If the death broke the contract of servitude, there was far less money at risk. The life of the indentured servant was expendable and more easily replaced.
One must also consider the indoor slave versus the field hand (they didn't necessarily get along). Most indoor slaves had a very close relationship with the owner(s) and most were trusted with a great deal of the oversight. Rarely would an indentured servant be given such a privilege.
Slavery in the American colonies was almost eliminated until Eli Whitney invented the cotton gin. Until then the farms were generally small and owners usually worked along side the field slaves and shared just about everything. There were many blacks that owned slaves.
Granted when "king cotton" drove the economy, the triangular trade route took on a whole new measure of greed and swindle. The testimony of John Newton is an example of the ungodly character of that time.
One final point on treatment of slaves. I am not ignoring that evil men and women did not do evil. However, there is a rather interesting account of how slaves and master got along before the Eli Whitney cotton gin.
Thomas Jefferson had a slave girl who traveled with him to France. While in France, she and others in the group had every right to leave Jefferson, but, of her own choice, she chose to stay with him, have his babies, and live with him as a slave and caretaker of the house. Upon his death, her children were given freedom and she was established in a home in the town for the rest of her life.

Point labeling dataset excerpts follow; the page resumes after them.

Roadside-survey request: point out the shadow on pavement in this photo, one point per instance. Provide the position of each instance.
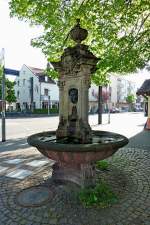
(14, 144)
(141, 140)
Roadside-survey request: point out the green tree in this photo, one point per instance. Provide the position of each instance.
(118, 30)
(10, 92)
(130, 99)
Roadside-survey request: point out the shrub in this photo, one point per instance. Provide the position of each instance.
(99, 196)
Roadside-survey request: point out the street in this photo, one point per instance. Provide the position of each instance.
(128, 124)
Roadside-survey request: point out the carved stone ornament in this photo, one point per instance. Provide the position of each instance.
(77, 33)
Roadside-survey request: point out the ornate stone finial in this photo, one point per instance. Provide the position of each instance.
(77, 33)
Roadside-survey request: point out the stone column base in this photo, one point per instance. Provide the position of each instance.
(147, 125)
(80, 174)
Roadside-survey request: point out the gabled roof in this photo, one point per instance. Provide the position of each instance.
(144, 89)
(40, 73)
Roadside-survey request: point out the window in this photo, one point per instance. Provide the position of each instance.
(46, 92)
(24, 82)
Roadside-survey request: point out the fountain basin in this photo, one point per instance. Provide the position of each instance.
(74, 161)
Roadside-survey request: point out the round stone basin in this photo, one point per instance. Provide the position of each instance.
(74, 161)
(103, 145)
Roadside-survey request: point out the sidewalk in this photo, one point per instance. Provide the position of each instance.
(22, 166)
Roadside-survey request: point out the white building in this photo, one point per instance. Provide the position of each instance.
(35, 90)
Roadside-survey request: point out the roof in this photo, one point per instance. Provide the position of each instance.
(41, 74)
(144, 89)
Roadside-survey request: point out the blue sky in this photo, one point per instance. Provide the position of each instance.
(15, 37)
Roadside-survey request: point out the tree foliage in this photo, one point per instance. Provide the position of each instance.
(118, 30)
(130, 99)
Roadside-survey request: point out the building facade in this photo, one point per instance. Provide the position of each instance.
(35, 90)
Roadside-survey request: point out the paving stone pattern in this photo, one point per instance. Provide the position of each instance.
(128, 174)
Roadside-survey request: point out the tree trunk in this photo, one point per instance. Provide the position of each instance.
(100, 105)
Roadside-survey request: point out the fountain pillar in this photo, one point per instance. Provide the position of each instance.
(74, 146)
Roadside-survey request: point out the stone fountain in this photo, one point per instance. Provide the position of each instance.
(74, 146)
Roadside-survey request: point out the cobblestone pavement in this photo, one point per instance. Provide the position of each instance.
(128, 175)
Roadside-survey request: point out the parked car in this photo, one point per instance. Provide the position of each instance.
(114, 110)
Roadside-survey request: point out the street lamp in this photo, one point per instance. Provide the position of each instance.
(2, 62)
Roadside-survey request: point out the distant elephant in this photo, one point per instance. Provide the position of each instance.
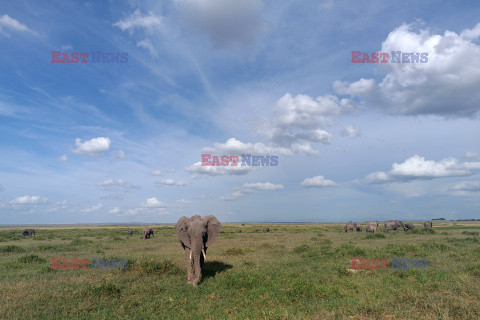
(394, 225)
(196, 234)
(372, 227)
(28, 232)
(147, 232)
(428, 224)
(409, 226)
(351, 226)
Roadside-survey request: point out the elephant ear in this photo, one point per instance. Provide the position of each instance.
(181, 229)
(213, 229)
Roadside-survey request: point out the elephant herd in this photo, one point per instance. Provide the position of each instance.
(389, 225)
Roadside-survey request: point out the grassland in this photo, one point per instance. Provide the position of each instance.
(296, 271)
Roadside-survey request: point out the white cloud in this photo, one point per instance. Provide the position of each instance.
(226, 22)
(119, 154)
(416, 167)
(249, 188)
(148, 22)
(301, 120)
(94, 146)
(236, 147)
(446, 85)
(25, 200)
(12, 24)
(153, 203)
(171, 182)
(117, 183)
(115, 210)
(350, 132)
(318, 182)
(93, 208)
(197, 168)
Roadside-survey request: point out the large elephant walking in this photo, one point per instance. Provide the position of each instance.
(196, 234)
(394, 225)
(147, 232)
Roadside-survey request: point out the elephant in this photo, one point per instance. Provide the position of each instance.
(409, 226)
(351, 226)
(394, 225)
(147, 232)
(196, 234)
(428, 224)
(28, 232)
(372, 227)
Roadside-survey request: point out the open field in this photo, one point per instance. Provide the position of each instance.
(296, 271)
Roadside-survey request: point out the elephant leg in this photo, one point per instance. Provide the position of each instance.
(190, 268)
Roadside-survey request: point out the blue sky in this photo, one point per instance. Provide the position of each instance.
(122, 142)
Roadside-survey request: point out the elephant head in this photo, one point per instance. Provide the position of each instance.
(196, 234)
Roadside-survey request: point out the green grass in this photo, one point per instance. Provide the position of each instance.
(296, 271)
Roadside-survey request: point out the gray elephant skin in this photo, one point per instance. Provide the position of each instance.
(28, 232)
(409, 226)
(147, 232)
(351, 226)
(372, 227)
(196, 234)
(394, 225)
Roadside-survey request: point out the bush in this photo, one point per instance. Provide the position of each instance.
(11, 248)
(31, 258)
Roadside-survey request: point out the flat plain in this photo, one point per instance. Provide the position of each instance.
(295, 271)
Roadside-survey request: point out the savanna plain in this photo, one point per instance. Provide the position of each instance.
(295, 271)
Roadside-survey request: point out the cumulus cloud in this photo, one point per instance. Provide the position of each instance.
(153, 203)
(417, 168)
(301, 120)
(446, 85)
(149, 22)
(318, 182)
(93, 208)
(117, 183)
(14, 25)
(119, 154)
(26, 200)
(115, 210)
(171, 182)
(197, 168)
(350, 132)
(226, 22)
(249, 188)
(95, 146)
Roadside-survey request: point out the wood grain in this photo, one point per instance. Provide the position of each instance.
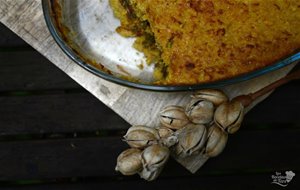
(96, 157)
(25, 18)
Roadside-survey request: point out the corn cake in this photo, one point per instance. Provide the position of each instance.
(200, 41)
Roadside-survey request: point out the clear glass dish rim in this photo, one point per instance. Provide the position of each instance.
(46, 6)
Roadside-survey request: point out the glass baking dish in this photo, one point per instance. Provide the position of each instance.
(85, 31)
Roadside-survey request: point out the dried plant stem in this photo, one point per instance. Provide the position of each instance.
(246, 100)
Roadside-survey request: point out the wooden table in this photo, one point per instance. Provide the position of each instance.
(264, 150)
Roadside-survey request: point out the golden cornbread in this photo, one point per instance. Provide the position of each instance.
(199, 41)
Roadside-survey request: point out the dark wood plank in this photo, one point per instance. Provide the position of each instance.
(248, 152)
(234, 182)
(28, 70)
(56, 113)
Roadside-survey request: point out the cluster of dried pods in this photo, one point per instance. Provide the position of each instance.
(201, 127)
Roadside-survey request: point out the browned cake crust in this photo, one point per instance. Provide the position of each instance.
(199, 41)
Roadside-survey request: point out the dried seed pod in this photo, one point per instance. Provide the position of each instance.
(129, 162)
(164, 131)
(167, 136)
(141, 136)
(200, 111)
(154, 158)
(216, 141)
(191, 140)
(217, 97)
(173, 117)
(229, 116)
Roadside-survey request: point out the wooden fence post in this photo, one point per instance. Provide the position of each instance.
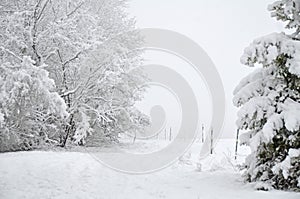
(236, 142)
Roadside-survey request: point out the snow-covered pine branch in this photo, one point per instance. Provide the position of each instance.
(269, 101)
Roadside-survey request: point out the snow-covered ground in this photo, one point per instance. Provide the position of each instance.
(61, 174)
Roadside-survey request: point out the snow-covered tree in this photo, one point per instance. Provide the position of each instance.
(270, 103)
(91, 50)
(30, 111)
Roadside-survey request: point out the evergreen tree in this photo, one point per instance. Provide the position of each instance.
(270, 104)
(91, 50)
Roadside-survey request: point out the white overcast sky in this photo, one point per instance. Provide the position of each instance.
(223, 28)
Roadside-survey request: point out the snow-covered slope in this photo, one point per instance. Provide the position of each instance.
(78, 175)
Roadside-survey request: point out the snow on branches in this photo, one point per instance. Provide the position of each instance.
(269, 101)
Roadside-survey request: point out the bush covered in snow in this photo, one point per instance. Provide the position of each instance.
(91, 49)
(31, 112)
(270, 103)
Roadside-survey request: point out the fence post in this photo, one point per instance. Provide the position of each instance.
(202, 139)
(165, 134)
(236, 142)
(211, 141)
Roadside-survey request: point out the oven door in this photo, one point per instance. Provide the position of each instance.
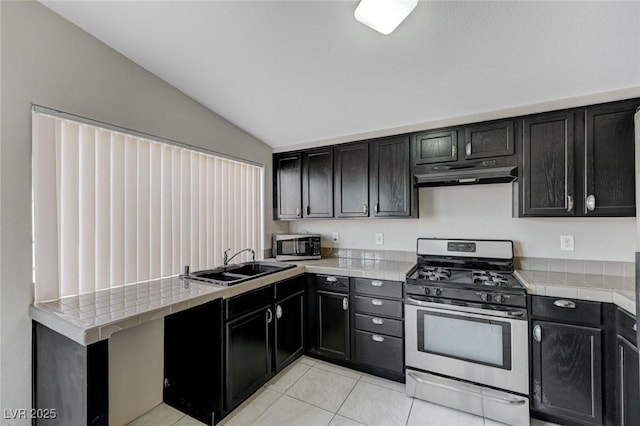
(484, 346)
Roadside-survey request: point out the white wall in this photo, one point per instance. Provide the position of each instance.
(48, 61)
(484, 211)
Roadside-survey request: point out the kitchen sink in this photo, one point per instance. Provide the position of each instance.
(234, 274)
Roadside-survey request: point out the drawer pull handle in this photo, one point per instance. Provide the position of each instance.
(569, 304)
(537, 333)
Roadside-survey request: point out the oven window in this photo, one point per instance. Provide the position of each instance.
(482, 341)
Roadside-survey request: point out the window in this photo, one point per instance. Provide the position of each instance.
(112, 208)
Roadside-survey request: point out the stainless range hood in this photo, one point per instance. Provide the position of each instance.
(467, 174)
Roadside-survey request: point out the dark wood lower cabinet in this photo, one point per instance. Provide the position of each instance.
(193, 360)
(629, 392)
(567, 371)
(333, 324)
(248, 355)
(289, 338)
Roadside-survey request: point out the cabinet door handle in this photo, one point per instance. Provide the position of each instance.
(537, 333)
(569, 304)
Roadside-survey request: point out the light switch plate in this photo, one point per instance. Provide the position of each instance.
(567, 243)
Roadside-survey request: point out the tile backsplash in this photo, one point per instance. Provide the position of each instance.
(588, 273)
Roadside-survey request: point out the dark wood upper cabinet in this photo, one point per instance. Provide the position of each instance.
(609, 189)
(317, 183)
(439, 146)
(288, 190)
(390, 177)
(489, 140)
(352, 180)
(547, 171)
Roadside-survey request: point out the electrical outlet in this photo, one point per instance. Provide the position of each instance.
(567, 243)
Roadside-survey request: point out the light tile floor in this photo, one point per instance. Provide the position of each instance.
(311, 392)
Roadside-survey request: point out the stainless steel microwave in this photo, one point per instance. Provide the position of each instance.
(296, 246)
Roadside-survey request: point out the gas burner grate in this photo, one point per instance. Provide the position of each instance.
(434, 274)
(489, 278)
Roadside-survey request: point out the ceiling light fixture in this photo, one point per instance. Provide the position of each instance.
(384, 16)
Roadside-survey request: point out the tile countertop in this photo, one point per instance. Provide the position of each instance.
(92, 317)
(573, 286)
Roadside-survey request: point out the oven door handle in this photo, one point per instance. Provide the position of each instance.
(504, 313)
(511, 402)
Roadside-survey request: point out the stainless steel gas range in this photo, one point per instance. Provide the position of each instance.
(466, 329)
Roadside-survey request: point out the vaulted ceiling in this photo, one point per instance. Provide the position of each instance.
(295, 72)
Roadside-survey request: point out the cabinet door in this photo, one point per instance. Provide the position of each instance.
(547, 178)
(628, 385)
(390, 177)
(333, 324)
(289, 329)
(193, 361)
(488, 140)
(567, 371)
(610, 161)
(248, 355)
(352, 180)
(439, 146)
(288, 191)
(317, 183)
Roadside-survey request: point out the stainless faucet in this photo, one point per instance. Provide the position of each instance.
(226, 259)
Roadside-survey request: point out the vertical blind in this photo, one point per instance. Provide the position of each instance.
(112, 209)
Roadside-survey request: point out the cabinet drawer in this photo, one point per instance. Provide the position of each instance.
(247, 302)
(570, 310)
(379, 351)
(331, 283)
(380, 325)
(625, 326)
(375, 306)
(378, 287)
(288, 287)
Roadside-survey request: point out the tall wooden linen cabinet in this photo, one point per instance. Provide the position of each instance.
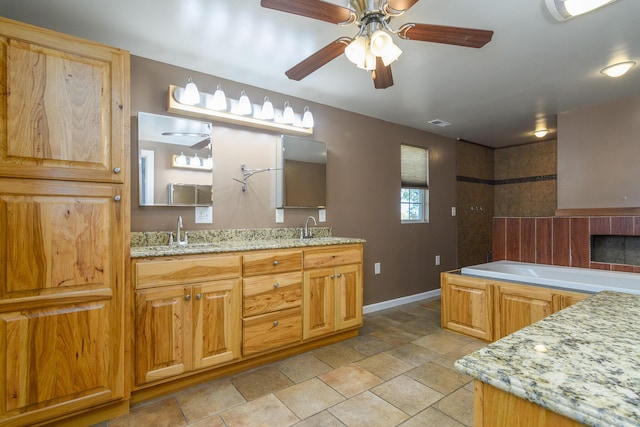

Very little is actually known about this girl (she was 15 when she went with the rest of the travelers that accompanied Jefferson to France), but she was never mistreated, and no person in Jefferson's family or friendship was ever allowed to speak evil of her.
Again, history changed when economics changed.
That is the same as the Hebrews in Egypt. When the Egyptians felt economically threatened because there were more Hebrews than Egyptians, slavery became ugly.